Both the Perpetual Foundation and Private Ancillary Fund options will increase the ‘impact’ of your giving:
On the whole these structures will be simpler to set up. Payment and distribution platforms can centralise a large part of the process. Legal and financial costs are spread widely so they are reduced. You will receive regular reports and newsletters.
Your donations are generally tax deductible and deductions can be spread over a period of up to five years. There can also be capital gains benefits to making donations via your estate.
When it comes to charitable giving, there are no quick fixes. For donations to have an impact there needs to long term thinking, but also long-term funding. A giving strategy helps you to make these decisions early on in the process, make a plan and then execute. It’s good for your piece of mind, and it’s a huge benefit for those receiving the funds.
Deciding to contribute a portion of your wealth to a good cause comes from a deep place. It’s often based around deeply held beliefs that may come from a sense of equality, religious affiliations or simply wanting to help those who are less fortunate.
By adding structure to your giving, you can help to engage your family with your decision making. You can help them understand the responsibilities that come from supporting these organisations, and that the structures you’ve set-up have the potential to generate impact even after you’re gone.
What do you care about?
Perpetual recently carried out a research report asking 3,000 Australians what they care about.
The results showed that out of those individuals who ‘donate to charitable organisations’ 33 per cent have a preference for responsible investments. This compares to 25 per cent by a control group who receive financial advice.
This suggests there is a link between those who give to charity and those with an interest in responsible investing.
It begs the question of how can you make your investments better align with your values?
In the past, most individuals would leave their investment decisions to a financial adviser and simply use the returns that were earned to support the charities or organisations they supported. The problem was, they often didn’t know where their money was being invested.
A well-publicised example of this was the Rockefeller Brothers Fund. The family fund had always been a strong supporter of organisations working to reduce emissions and deal with climate change. So they became understandably uncomfortable when they realised their endowment was invested in companies producing greenhouse gases. They made the decision to move out of those investments in favour of a portfolio more in line with their values.

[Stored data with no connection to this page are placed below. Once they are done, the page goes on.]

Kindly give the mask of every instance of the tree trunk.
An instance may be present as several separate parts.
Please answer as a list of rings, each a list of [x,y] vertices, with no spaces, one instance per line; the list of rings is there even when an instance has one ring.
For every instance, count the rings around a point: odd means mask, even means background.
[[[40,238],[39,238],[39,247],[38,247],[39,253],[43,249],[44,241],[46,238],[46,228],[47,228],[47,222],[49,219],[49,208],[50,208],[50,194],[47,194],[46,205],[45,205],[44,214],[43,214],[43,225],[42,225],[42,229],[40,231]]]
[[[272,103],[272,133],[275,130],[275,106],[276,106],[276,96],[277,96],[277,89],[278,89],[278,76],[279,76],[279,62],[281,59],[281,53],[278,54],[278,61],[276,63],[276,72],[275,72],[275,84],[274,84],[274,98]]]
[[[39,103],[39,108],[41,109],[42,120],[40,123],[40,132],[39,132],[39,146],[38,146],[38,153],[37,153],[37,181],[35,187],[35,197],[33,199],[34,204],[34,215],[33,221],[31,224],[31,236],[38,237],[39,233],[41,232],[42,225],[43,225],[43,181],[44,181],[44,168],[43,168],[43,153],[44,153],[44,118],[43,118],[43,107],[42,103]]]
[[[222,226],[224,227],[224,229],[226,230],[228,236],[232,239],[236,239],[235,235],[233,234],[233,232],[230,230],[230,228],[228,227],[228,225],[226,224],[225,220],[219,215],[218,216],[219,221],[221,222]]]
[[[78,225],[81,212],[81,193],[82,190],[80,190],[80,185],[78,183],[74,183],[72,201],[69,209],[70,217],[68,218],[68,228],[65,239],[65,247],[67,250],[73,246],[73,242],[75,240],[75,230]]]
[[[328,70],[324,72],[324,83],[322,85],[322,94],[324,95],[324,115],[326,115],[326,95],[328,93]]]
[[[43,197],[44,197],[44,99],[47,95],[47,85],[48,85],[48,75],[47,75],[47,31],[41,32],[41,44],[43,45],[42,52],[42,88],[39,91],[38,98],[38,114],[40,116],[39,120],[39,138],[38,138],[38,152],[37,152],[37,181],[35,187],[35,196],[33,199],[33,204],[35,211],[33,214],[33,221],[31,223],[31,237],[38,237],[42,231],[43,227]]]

Such ‘values-based investing’ is becoming increasingly popular in the form of socially responsible investing (SRI) which involves screening out negative companies from a portfolio, or Environmental, Social and Governance (ESG) investing which operates as a filter across three categories.
Modern givers have more options than ever, and with the right tools it’s easy to not only increase your impact, but to also extend its longevity out to future generations.